SLOPE_string_mapping = {'upsloping': 1, 'downsloping': -1, 'flat': 0}

# Before applying the mapping, check if the columns exist
if 'SLOPE_string' in df.columns: # Changed 'ExterQual' to 'Exter Qual' to match the column name in the DataFrame
    df['ExterQual_numeric'] = df['SLOPE_string'].map(SLOPE_string_mapping)
else:
    print("Warning: 'SLOPE_string' column not found in the DataFrame.")
# Check if the variable unique values are updated?
print(df["ExterQual_numeric"].unique())


In [None]:
# If the oridnal data was updated, drop the string variable
# prompt: drop SLOPE_string from df

if 'SLOPE_string' in df.columns:
    print("Data Frame shape before drop ", df.shape[1]) # the shape reports rows and columns, we want just the colunns, that is why we index it at 1
    df = df.drop('SLOPE_string', axis=1)  # axis defines rows or columns: 1 = colunmns.
    print("'SLOPE_string' column dropped successfully.")
    print("Data Frame shape after drop ", df.shape[1])
else:
    print("Warning: 'SLOPE_string' column not found in the DataFrame.")

## Using prompts to build Code (i.e., [Vibe Coding](http://en.wikipedia.org/wiki/Vibe_coding/))

✅ When using prompts to build code, there are several steps that **must** be completed to ensure your work is good, and you are learning what Python is doing to your data.

1.   **Write a specific prompt** telling that identifies the input and expected output. You can even tell it how: Example:
Build a swarmplot using seaborn for 'Salary', 'Position', and 'Sex' variables in df.
2.   **Review the prompt**. Take a second to understand what is going in.
3.   **Generate the Code.**
4.   **Use "Explain Code".** Make sure you understand the code.
5.   **Run the code cell.**
6.   **Review the output.** Is it what you expected?
7.   **Retain the prompt** to show where the code came from (any questions on how to document, see the course "Coding Policy").

✅ Below is an example.

I entered the the prompt, now you use the "explain code" option. In the code cell, click the three dots to reveal "Explain Code", click on it.
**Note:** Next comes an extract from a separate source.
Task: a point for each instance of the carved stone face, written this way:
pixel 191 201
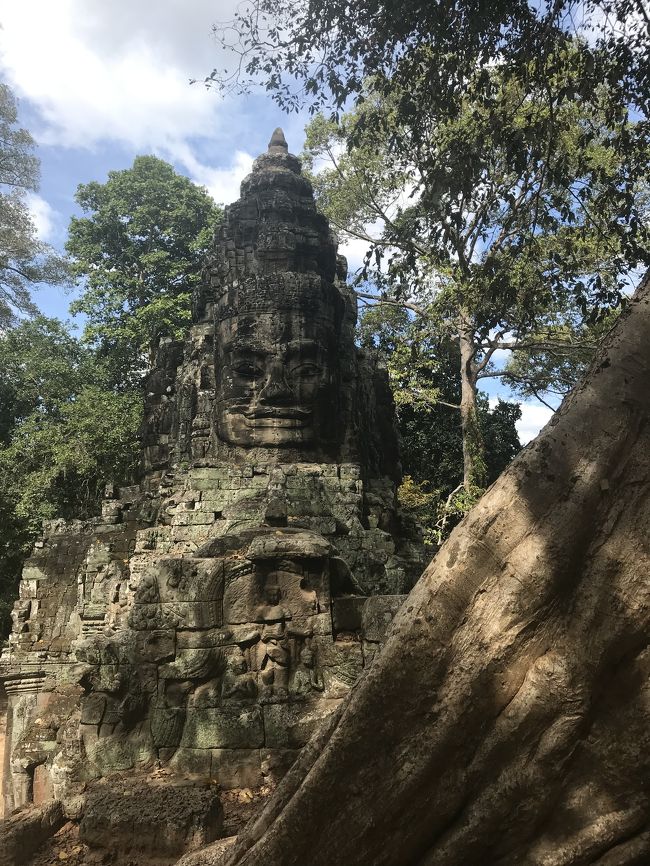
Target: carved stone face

# Wrangling | Data Preparation

✅ The data can be very "dirty" or not in the form we need it to be so we do considerable data wrangling.
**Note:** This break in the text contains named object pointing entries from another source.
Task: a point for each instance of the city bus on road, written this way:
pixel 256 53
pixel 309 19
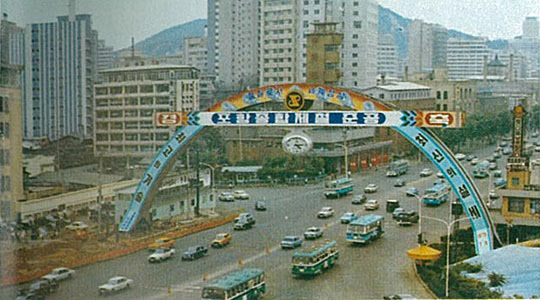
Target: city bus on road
pixel 315 260
pixel 245 284
pixel 365 229
pixel 398 168
pixel 338 188
pixel 437 194
pixel 481 170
✅ This is the "Data Preparation" step in the CriSP-DM.

In [None]:
# prompt: review df for a list of multiple variable names from a list and drops the variables from the df. the defualt list is just one variable 'RecordID'
# NOTE, this was my third prompt. The first two were so vague that Gemini had a **very** long function.
"""
LLMs, like Gemini, will often build a function as part of the code it generates.
Python uses keyword 'def' to define a function. These are also called a "reserved" word.
This is great because a function is reusable within the notebook or can be brought over to another notebook.
It is important that the function is run, not just defined.
'def' just defines the function, it must be called using the function name.
Running the function is best done in a seperate cell after the function is defined.
"""
def drop_variables(df, variables_to_drop=['RecordID']):
    """
    Reviews a Pandas DataFrame for a list of variable names and drops them.

    Args:
        df: The input DataFrame.
        variables_to_drop: A list of variable names to drop. Defaults to ['RecordID'].

    Returns:
        A new DataFrame with the specified variables removed, or the original DataFrame if no variables are found.
        Prints a message indicating which variables were dropped or if none were found.
    """

    variables_dropped = []             # defines an empty list to add dropped variables to
    for var in variables_to_drop:      # for loop to look at each varible in the list
        if var in df.columns:          # if test to look if the variable name is in the dataframe's columns
            df = df.drop(var, axis=1)  # drop the variable from the dataframe
            variables_dropped.append(var)  # add the variable to the list of dropped variables

    if variables_dropped:   # if test defaults to "TRUE" so if the list is not blank, it will do the rest of the if statement
        print(f"Variables dropped: {variables_dropped}")
    else:                   # else statements are optional, but should be used
        print("No variables to drop found in the DataFrame.")

    # Final Notes:
    """
    Gemini did not identify the much simplier way to do this.
    However, this one line of coade does not build or report the variables_dropped list.
    """
    # df = df.drop(variables_to_drop, errors= 'ignore', axis=1)
    """ This is how it would look in a production enviornment, to prvent the extra memory needed to overwrite the df. """
    # df.drop(columns=variables_to_drop, errors='ignore', inplace=True) # `axis=1` indicates columns and removed because it is the default, therefore not needed

    return df               # identifies that the fucntion returns the original df modified


In [None]:
# Apply the fution just defined above, it needs to be run to apply it to the data.
# To run for a different pdateset, just update variables in the list
# in this case, we are removing numerical that act as identification variables for patients.
df = drop_variables(df, variables_to_drop=['RecordID', 'SSN']) # SSN was added to remove list due to privacy concerns

In [None]:
# Assess the data after the drop and look at the data types.
# Make sure we have numbers, not just strings because a CSV can often load all variables as strings.
print("\nTraining DATA\n")
print(df.dtypes)

In [None]:
# Call the dataframe to show the variables and open Interactive table in Colab
# NOTE, if you scroll all the way to the right, click the Table icon to view an "interactive sheet" that acts like an excel spreadsheet
# The plot icon will generate many suggested plots, only some of them are worth using in your analysis.
df
# After you you run and view your df, you should see the "Next steps:" options under the datframe output. These are wise to use for the very first steps of your EDA.
# After you you "View recommended plots", be sure to dig deeper with your own plots

In [None]:
# It is possible to make new variables with math, this is called "feature engineering"
# in this case, I will make a new variable by dividing one variable by another.
# because there could be multiple dataframes with the same variable name, I must
# identifiy the df AND the variable name in brackets and quotes.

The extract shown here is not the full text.